Find the IP sending a SYN packet to port 80:
protocol==TCP flags==SYN destport==80
1. Introduction
Welcome to the Packet Capture Simulation Platform, a safe, interactive tool to learn network packet capture and analysis. Practice with TCP, UDP, DNS, HTTP, ICMP, and more, without needing a live network.
Learning Outcomes:
- Understand network traffic flow between devices.
- Recognize common network protocols.
- Apply filters to focus on specific traffic.
- Analyze suspicious or abnormal packet patterns.
- Gain hands-on experience similar to using Wireshark.
2. Navigation Overview
The platform is divided into sections accessible via the sidebar:
| Section | Description |
|---|---|
| Welcome | Introduction and learning goals |
| What is Wireshark? | Overview of Wireshark and features |
| How It Works | Explanation of capture, decoding, display, filtering |
| Simulation Examples | Guided exercises for TCP, DNS, and filtering |
| Learn More | Official documentation links |
| Terminology | Glossary of key terms |
| Scenarios & Workspace | Interactive lab environment |
| Filter Queries | Examples of packet filters |
| Query Exercises | Step-by-step packet analysis exercises |
| Charts | Visual analytics of captured packet data |
3. Using the Simulation
3.1 Capture Workspace
Simulate network traffic and interact with captured packets.
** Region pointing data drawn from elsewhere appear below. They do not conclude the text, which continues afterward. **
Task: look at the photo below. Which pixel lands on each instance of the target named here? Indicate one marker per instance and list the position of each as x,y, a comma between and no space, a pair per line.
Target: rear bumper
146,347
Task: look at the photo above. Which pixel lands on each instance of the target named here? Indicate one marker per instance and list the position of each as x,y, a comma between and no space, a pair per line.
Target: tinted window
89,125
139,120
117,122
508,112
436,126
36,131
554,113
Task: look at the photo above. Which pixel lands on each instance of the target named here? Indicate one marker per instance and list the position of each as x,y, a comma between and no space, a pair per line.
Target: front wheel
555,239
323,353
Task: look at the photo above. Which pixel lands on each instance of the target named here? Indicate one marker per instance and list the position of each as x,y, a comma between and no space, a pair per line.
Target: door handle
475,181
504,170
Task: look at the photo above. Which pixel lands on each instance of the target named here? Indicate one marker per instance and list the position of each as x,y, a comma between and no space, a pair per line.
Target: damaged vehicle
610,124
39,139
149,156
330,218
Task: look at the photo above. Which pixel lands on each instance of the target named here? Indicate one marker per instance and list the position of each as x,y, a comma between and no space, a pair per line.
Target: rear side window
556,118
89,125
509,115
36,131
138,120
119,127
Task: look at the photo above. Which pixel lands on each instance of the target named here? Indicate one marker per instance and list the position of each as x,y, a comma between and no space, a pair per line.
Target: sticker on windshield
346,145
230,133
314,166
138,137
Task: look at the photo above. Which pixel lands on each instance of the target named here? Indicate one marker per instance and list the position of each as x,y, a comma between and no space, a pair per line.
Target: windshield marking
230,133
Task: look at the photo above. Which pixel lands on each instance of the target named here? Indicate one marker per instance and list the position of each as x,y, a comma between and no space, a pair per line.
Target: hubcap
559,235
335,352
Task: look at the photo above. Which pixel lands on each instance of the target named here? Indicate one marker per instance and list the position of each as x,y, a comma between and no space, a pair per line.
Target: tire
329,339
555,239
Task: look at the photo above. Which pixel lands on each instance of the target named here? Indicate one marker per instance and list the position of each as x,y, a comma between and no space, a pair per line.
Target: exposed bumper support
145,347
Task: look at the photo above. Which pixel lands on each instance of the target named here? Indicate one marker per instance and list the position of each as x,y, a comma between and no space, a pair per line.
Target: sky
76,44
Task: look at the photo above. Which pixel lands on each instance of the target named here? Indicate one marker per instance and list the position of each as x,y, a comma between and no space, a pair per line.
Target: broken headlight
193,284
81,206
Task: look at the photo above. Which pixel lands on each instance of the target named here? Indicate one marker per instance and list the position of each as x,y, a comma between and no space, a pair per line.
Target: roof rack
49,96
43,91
Controls:
- Filter input: Filter packets by protocol or IP.
- Start Capture: Begin capturing packets.
- Stop Capture: Pause capture.
- Clear Packets: Remove captured packets.
- Scenario Buttons: Simulate TCP handshake, DNS query, ICMP ping, HTTP transactions.
3.2 Scenarios
| Scenario | Purpose |
|---|---|
| TCP Handshake | Demonstrates 3-way handshake (SYN → SYN/ACK → ACK) |
| DNS Query | Client queries DNS server |
| ICMP Ping | ICMP echo request and reply |
| HTTP Transaction | Simulates HTTP GET and POST requests |
3.3 Packet Table
Columns:
- Time: Capture timestamp
- Source / Destination: IP addresses
- Protocol: TCP, UDP, DNS, HTTP, ICMP
- Length: Packet size in bytes
- Info: Packet summary
Click a packet for details pane and raw bytes.
3.4 Filtering Packets
Filter examples:
| Type | Example | Description |
|---|---|---|
| Basic | tcp | Show only TCP packets |
| IP Specific | ip.addr == 192.168.1.2 | Packets from/to IP |
| Field Equality | protocol==udp | UDP packets only |
| Negation | source!=192.168.1.2 | Exclude source IP |
| Multiple Values | protocol==tcp,udp | TCP or UDP packets |
| AND Conditions | protocol==tcp source==192.168.1.2 | TCP from specific source |
| OR Conditions | protocol==tcp|udp | TCP or UDP packets |
| Flags | flags==syn | Packets with SYN flag |
| Complex | (protocol==tcp|udp flags==syn|ack) source==192.168.1.2 length>60 | Multi-condition filter |
3.5 Query Exercises
3.6 Terminology Glossary
- Frame: Link-layer representation of network data
- Encapsulation: Wrapping data in protocol headers
- Payload: Actual content inside the packet
- Handshake: Initial negotiation between devices
- Retransmission: Resending lost packets
- Duplicate ACK: Repeated ACK indicating packet loss
- Checksum: Ensures packet integrity
- MTU: Maximum Transmission Unit
- Promiscuous Mode: NIC captures all traffic
- SPAN/Port Mirroring: Switch copies traffic to monitoring port
- Follow TCP Stream: Reconstructs TCP conversation
- Coloring Rules: Highlight specific packets
- Expert Info: Warnings/anomalies highlighted
- RTT: Round-trip time for a packet
- Malformed Packet: Protocol violation
- Decryption: Inspect encrypted payloads with keys
4. Best Practices
- Start with simple filters and gradually increase complexity.
- Observe TCP handshakes and DNS query patterns.
- Identify unusual traffic (unexpected IPs, strange flags, large packets).
- Use glossary for unfamiliar terms.
- Combine multiple filters for detailed analysis.
5. Learning Path Recommendations
- Explore Welcome, What is Wireshark?, How It Works.
- Try Simulation Examples.
- Practice Filter Queries.
- Complete Query Exercises.
- Analyze trends using Charts.
- Refer to Terminology Glossary for key concepts.